Yet another stick in the spokes of the geopolitical world wheel! And of course, climate change has nothing to do with the extreme weather affecting crops around the world -- and neither does the fact that Wall Street hedge funds have allegedly
January 31, 2011

Yet another stick in the spokes of the geopolitical world wheel! And of course, climate change has nothing to do with the extreme weather affecting crops around the world -- and neither does the fact that Wall Street hedge funds have allegedly been locking up the commodities market, driving up the costs of food. That's because we live in America, where reporters never ask rude questions!

U.S. grain prices should stay unrelentingly high this year, according to a Reuters poll, the latest sign that the era of cheap food has come to an end.

U.S. corn, soybeans and wheat prices -- which surged by as much has 50 percent last year and hit their highest levels since mid-2008 -- will dip by at most 5 percent by the end of 2011, according to the poll of 16 analysts.

The forecasts suggest no quick relief for nations bedeviled by record high food costs that have stoked civil unrest. It means any extreme weather event in a grains-producing part of the world could send prices soaring further.

[...] "Even if we have a good year, we are not going to have the inventories we've seen before. I really do think the time of cheap food prices is over, and that's just it," said analyst Chris Mann of Traders Group Inc in Chicago.
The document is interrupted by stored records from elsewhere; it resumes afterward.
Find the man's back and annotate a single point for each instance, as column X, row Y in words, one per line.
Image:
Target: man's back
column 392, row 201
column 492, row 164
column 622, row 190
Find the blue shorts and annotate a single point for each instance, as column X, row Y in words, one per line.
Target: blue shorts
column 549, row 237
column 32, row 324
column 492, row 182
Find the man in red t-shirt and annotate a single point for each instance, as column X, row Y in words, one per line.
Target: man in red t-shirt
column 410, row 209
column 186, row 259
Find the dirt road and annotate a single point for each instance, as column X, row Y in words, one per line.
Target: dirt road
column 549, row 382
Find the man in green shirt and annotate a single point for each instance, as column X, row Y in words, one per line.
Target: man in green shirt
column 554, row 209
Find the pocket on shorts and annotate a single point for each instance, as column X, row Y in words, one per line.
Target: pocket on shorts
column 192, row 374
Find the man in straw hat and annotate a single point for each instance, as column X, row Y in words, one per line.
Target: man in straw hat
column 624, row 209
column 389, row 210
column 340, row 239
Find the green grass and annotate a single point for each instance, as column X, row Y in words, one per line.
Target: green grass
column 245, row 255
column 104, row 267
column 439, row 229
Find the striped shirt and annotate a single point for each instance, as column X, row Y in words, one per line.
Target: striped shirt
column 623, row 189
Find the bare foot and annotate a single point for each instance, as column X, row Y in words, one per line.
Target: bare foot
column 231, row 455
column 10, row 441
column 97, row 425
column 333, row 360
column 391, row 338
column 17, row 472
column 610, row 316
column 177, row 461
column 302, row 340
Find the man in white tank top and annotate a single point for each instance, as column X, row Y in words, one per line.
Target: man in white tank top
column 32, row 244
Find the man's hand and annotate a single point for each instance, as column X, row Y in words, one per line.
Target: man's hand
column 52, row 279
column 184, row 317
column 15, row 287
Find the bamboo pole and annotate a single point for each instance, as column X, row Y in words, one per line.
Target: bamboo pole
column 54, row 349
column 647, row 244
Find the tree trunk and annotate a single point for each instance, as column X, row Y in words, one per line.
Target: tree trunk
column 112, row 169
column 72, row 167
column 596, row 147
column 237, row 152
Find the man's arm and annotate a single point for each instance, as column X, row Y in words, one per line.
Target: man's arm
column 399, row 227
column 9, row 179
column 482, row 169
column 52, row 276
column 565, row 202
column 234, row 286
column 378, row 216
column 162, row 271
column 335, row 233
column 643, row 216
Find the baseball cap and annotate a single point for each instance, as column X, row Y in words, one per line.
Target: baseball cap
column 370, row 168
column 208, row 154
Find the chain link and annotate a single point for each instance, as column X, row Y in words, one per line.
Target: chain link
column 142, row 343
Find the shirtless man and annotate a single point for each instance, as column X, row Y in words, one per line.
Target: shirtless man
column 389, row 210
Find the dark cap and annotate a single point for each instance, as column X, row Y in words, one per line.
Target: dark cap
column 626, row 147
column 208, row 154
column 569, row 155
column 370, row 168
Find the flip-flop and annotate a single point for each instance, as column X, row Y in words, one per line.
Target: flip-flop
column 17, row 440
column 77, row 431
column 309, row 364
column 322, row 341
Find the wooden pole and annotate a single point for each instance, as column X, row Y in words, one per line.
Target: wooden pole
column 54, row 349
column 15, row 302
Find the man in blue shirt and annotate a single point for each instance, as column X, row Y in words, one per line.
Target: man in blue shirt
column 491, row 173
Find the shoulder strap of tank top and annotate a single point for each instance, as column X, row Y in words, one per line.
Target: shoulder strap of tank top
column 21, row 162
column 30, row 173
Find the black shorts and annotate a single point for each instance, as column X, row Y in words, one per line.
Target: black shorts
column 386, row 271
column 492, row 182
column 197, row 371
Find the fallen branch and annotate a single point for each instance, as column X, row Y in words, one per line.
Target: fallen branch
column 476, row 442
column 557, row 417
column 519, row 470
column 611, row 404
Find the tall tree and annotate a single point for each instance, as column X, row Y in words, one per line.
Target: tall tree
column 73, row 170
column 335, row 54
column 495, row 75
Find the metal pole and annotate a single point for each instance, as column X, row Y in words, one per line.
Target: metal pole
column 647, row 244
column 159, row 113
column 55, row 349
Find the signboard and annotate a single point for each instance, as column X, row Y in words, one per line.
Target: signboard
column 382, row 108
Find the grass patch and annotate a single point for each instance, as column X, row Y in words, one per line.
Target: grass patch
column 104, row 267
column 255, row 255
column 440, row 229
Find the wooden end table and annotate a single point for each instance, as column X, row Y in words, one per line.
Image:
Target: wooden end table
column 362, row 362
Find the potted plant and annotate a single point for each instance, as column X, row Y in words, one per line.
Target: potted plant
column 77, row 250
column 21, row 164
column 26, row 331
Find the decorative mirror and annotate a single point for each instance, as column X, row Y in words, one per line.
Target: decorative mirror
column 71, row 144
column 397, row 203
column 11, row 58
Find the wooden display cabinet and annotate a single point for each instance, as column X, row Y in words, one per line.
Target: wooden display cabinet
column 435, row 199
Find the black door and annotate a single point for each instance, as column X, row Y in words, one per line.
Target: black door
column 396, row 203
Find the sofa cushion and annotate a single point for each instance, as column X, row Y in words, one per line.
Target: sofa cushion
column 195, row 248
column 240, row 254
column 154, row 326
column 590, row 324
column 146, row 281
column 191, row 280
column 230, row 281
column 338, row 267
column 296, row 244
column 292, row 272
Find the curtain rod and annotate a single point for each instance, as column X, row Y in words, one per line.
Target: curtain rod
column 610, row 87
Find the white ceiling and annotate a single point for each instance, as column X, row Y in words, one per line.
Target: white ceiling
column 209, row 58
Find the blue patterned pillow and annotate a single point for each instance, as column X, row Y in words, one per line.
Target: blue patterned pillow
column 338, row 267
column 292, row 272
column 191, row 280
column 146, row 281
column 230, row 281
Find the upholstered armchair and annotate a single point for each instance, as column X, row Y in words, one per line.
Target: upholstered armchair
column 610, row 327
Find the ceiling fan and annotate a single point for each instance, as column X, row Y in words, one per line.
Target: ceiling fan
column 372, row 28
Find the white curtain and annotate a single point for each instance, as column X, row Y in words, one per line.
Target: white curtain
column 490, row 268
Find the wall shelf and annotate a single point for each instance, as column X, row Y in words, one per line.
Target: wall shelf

"Everything is set to the point where supply equals demand right now. But if you pull one thing out of it, or if you disrupt the equation in some little way or tweak it, I think, with inventories as tight as they are, it will really have an impact on prices. A drought, a flood, anything," said Mann.

You'll notice he doesn't mention a thing about hedge funds pouring massive amounts of money into the commodities market after the housing market collapsed, and instead driving up food prices -- which in turn, promote global economic and political unrest:

When this process of "hedging" was tightly regulated, it worked well enough. The price of real food on the real world market was still set by the real forces of supply and demand.

But all that changed in the mid-1990s. Then, following heavy lobbying by banks, hedge funds and free market politicians in the US and Britain, the regulations on commodity markets were steadily abolished. Contracts to buy and sell foods were turned into "derivatives" that could be bought and sold among traders who had nothing to do with agriculture. In effect a new, unreal market in "food speculation" was born. Cocoa, fruit juices, sugar, staples, meat and coffee are all now global commodities, along with oil, gold and metals. Then in 2006 came the US sub-prime disaster and banks and traders stampeded to move billions of dollars in pension funds and equities into safe commodities, and especially foods.

"We first became aware of this [food speculation] in 2006. It didn't seem like a big factor then. But in 2007/8 it really spiked up," said Mike Masters, fund manager at Masters Capital Management, who testified to the US Senate in 2008 that speculation was driving up global food prices. "When you looked at the flows there was strong evidence. I know a lot of traders and they confirmed what was happening. Most of the business is now speculation – I would say 70-80%."

Masters says the markets are now heavily distorted by investment banks: "Let's say news comes about bad crops and rain somewhere. Normally the price would rise about $1 [a bushel]. [But] when you have a 70-80% speculative market it goes up $2-3 to account for the extra costs. It adds to the volatility. It will end badly as all Wall Street fads do. It's going to blow up."

The speculative food market is truly vast, agrees Hilda Ochoa-Brillembourg, president of the Strategic Investment Group in New York. She estimates speculative demand for commodity futures has increased since 2008 by 40-80% in agricultural futures.